It is not expected that any matter not referred to herein will be presented
for action at the 1998 Annual Meeting. If any other matters are properly
brought before the 1998 Annual Meeting and any adjournments or postponements
thereof, the persons named in the Proxies will have discretion to vote on such
matters in accordance with their best judgment. The grant of a Proxy will also
confer discretionary authority on the persons named in the Proxy as Proxy
appointees to vote in accordance with their best judgment on matters incident
to the conduct of the 1998 Annual Meeting, including postponement or
adjournment for the purpose of soliciting additional votes.

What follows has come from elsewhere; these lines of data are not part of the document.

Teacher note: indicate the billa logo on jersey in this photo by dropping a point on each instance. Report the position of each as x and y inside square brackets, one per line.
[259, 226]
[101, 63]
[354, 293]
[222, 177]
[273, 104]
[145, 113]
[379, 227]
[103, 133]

A stockholder may revoke a Proxy at any time prior to its use by delivering
to the Secretary of the Company a signed notice of revocation or a later dated
signed Proxy or by attending the 1998 Annual Meeting and voting in person.
Attendance at the 1998 Annual Meeting will not in itself constitute the
revocation of a Proxy.
The cost of solicitation of Proxies will be paid by the Company. In addition
to solicitation by mail, Proxies may be solicited in person by directors,
officers and employees of the Company without additional compensation, and by
telephone, telegram, facsimile or similar method. Arrangements will be made
with brokerage houses and other custodians, nominees and fiduciaries to send
Proxy material to beneficial owners; and the Company upon request, will
reimburse them for their reasonable expenses in so doing.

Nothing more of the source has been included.